Without a variation, 15% of the full sale price is withheld. On a $1m property, $150,000 is held by the ATO until the following year’s tax return. Meanwhile, the seller has only received $850,000 at settlement.

Why the rate increase hurts expats

The 2024 rate rise from 12.5% to 15% significantly increased cash-flow pressure for non-resident sellers. On a $1.5m property, the withholding jumped from $187,500 to $225,000 - an additional $37,500 held pending the tax return.

The removal of the $750,000 threshold in 2025 means every sale, no matter how small, is affected. A $400k regional property sale by a non-resident now triggers $60,000 of withholding.

Legitimate reduction through variation

The variation application is the key tool for non-resident sellers. If your actual CGT liability is likely to be well under 15% of the sale price - because the property has had limited capital gain, because the 50% discount applies, because losses from other properties offset - the variation lets you retain most of the proceeds.

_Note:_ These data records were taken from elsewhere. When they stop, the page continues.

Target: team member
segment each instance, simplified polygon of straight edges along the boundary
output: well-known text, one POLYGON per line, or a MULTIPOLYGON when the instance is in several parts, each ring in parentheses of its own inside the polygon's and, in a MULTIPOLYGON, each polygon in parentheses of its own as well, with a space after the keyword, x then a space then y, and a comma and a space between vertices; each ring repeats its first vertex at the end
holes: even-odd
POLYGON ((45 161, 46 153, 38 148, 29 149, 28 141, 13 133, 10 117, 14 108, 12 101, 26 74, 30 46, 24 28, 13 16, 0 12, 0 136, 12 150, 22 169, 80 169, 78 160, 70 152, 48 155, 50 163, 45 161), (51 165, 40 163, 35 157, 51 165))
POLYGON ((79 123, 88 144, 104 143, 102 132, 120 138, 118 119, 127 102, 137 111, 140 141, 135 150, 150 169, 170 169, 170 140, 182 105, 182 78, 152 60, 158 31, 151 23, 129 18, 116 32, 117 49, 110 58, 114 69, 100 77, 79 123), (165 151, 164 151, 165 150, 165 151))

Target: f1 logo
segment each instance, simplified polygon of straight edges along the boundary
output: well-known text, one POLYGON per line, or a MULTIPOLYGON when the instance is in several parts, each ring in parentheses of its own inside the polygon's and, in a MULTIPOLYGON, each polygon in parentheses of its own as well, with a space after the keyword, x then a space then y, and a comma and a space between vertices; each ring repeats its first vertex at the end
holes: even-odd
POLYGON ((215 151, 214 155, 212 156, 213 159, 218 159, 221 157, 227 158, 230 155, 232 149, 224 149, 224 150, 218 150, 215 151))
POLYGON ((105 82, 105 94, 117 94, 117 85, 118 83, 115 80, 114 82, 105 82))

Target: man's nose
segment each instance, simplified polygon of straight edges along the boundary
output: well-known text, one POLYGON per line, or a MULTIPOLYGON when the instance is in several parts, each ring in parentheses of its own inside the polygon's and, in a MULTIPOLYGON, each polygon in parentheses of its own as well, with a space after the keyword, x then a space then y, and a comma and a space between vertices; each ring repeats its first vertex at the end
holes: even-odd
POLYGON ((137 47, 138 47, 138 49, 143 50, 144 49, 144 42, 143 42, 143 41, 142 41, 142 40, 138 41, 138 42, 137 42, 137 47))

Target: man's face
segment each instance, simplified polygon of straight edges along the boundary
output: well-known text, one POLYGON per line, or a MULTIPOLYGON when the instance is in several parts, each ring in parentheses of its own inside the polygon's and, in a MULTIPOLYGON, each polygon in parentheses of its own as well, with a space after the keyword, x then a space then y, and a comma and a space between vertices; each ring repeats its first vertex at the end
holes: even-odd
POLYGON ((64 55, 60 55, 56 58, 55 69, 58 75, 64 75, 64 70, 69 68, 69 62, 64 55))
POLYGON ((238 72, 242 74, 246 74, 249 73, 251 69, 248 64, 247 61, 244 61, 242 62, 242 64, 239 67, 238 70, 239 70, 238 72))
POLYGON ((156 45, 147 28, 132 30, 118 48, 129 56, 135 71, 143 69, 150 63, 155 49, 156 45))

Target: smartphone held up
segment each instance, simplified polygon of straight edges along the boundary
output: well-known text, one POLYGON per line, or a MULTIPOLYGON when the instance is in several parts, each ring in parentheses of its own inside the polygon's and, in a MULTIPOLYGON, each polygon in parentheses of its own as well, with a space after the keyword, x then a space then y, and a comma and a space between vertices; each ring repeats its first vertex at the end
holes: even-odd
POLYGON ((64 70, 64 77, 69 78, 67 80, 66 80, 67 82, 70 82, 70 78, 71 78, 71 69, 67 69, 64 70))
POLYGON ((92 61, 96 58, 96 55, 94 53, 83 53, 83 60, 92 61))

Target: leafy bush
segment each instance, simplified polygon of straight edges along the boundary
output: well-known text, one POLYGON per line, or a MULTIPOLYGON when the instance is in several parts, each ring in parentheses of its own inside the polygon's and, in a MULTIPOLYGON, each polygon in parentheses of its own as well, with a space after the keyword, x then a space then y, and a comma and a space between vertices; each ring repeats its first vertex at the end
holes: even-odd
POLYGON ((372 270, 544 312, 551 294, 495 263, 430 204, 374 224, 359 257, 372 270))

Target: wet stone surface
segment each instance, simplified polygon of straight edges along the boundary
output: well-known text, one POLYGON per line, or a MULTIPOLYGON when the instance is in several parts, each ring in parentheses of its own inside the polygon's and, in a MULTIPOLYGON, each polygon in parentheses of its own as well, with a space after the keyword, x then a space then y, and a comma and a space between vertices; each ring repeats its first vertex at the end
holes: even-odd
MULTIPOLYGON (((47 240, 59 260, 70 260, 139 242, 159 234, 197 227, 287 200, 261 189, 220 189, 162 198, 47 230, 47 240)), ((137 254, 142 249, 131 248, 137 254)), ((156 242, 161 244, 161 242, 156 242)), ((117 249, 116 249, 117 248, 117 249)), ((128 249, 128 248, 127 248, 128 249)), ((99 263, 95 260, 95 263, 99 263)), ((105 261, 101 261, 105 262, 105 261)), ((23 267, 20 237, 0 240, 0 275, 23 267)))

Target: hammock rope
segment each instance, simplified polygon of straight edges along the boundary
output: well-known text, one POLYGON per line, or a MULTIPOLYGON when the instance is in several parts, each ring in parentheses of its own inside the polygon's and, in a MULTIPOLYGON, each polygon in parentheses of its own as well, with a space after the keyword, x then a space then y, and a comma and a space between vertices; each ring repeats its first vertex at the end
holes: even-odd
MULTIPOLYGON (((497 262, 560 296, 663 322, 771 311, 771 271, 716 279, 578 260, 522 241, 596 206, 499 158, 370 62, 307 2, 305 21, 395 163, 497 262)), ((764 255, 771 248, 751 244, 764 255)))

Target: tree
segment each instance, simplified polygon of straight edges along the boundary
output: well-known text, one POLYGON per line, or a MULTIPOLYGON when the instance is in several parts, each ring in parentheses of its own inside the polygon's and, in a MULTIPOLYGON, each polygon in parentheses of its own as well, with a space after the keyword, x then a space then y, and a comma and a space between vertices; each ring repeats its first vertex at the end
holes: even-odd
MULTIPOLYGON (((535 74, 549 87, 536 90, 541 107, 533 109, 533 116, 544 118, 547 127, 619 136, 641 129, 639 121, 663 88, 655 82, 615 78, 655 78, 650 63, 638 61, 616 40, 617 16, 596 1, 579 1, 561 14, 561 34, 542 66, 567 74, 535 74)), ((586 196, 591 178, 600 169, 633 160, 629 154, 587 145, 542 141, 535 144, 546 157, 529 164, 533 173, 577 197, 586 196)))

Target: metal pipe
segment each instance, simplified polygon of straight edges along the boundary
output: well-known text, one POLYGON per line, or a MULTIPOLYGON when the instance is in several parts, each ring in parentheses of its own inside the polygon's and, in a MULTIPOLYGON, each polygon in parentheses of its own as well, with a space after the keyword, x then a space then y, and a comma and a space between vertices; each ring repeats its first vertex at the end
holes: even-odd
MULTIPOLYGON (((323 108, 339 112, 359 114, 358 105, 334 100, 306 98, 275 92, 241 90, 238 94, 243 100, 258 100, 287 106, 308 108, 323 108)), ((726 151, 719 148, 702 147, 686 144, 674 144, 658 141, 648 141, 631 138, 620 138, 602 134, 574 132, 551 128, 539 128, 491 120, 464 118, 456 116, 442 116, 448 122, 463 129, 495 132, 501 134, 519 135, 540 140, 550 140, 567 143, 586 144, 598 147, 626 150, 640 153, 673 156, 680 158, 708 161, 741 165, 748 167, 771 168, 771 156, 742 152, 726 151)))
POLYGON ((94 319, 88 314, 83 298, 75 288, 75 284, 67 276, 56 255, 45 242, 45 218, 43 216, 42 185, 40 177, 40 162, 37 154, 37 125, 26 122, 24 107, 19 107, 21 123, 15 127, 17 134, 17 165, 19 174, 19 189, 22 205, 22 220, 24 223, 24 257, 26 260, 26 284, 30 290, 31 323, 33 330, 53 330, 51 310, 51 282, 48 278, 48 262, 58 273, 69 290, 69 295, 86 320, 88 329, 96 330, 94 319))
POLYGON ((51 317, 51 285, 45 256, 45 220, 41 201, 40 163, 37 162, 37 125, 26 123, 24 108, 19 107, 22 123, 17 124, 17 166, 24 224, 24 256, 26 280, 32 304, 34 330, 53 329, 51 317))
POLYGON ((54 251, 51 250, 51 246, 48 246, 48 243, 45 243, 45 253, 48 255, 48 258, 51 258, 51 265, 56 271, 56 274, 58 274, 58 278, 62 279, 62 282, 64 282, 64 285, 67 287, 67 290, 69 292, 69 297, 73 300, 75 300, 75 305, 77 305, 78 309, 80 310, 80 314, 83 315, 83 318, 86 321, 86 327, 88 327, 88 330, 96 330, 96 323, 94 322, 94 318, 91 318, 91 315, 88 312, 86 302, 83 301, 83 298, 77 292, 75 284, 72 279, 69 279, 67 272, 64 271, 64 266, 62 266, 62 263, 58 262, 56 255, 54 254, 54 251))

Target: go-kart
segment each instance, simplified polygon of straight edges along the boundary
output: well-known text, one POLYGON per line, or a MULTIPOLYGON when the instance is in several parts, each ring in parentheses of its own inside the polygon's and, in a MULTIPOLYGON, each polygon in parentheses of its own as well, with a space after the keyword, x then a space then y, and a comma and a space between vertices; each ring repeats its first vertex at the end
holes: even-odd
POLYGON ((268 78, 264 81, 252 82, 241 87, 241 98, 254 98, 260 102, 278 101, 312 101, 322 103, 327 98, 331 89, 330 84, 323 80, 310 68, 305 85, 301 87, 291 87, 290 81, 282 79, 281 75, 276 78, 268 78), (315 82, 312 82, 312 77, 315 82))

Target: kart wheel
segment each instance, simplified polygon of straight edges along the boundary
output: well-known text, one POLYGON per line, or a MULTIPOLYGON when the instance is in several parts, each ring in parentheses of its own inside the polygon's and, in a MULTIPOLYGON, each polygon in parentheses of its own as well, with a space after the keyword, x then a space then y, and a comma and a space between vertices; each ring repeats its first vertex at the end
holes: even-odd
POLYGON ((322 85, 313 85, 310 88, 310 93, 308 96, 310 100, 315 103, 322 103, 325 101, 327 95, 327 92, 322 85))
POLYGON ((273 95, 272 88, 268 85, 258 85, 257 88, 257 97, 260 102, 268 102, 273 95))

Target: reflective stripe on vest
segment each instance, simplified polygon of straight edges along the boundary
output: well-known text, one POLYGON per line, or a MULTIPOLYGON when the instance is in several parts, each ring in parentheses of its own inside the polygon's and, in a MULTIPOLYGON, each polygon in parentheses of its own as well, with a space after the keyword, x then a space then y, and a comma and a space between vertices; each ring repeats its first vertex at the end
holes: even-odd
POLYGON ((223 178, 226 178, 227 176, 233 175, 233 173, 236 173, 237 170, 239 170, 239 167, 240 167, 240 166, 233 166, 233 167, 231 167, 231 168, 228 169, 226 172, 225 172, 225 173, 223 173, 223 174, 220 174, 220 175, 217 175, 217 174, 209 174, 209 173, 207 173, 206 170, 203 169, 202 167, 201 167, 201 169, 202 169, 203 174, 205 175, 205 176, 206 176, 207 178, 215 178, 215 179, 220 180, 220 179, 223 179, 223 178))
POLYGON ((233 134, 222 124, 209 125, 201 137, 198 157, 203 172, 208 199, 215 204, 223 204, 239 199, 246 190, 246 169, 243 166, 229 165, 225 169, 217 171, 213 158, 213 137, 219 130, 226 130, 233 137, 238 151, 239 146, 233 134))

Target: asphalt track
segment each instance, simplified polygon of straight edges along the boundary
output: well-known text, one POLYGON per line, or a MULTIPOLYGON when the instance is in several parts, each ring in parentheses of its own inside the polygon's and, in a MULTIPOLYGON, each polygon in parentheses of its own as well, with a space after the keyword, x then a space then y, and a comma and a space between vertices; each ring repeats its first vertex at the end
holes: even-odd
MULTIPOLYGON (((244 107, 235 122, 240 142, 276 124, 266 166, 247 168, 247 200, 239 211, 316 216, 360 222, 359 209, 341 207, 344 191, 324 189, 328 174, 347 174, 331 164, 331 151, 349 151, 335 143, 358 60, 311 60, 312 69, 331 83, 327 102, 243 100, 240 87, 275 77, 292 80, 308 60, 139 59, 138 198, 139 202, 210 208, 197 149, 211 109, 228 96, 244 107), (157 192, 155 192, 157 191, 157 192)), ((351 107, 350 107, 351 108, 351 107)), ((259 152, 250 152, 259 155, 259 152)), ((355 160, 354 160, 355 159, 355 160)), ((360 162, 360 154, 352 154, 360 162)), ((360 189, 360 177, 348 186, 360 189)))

Example: non-resident seller of a $1m property with a $100k capital gain after 50% discount. Actual CGT at foreign-resident rates: ~$32,500. 15% withholding would be $150,000. With variation, withholding can be set at ~3% ($30,000), releasing $120,000 to the seller.

What the buyer should insist on

From the buyer’s perspective, the risk is purely administrative:

  • You need the Clearance Certificate from the seller, OR
  • You must deduct 15% from the purchase price at settlement

Your conveyancer/solicitor handles this. Most standard NSW and VIC contracts now include automatic clauses directing settlement figures through PEXA with FRCGW logic.

Where it goes wrong

1. Seller assumed they were resident. Australian citizens temporarily overseas often believe they’re still residents for tax purposes. Sometimes they’re not. Confirm residency before selling.

2. Clearance Certificate application forgotten. Sellers must apply for the Certificate before settlement. Last-minute applications can cause settlement delays.

3. Variation application rushed. A poorly-prepared variation application can be rejected, leaving the seller with full 15% withholding.

4. Joint ownership. Where one owner is resident and one is non-resident, withholding applies on the non-resident’s share of the proceeds.

Strategic advice for overseas Australians

  • Obtain tax advice before selling. Don’t assume residency status.
  • If non-resident, start the variation application at least 60 days before settlement.
  • If possible, time the sale after returning to Australia and re-establishing residency.
  • Keep careful records of acquisition cost, improvement costs, and holding period.
  • Understand the interaction with the main residence exemption (which is generally lost if you are non-resident at sale).

For Australian citizens living overseas and considering selling a property at home, FRCGW is one of the most significant and least-anticipated tax mechanisms you will encounter.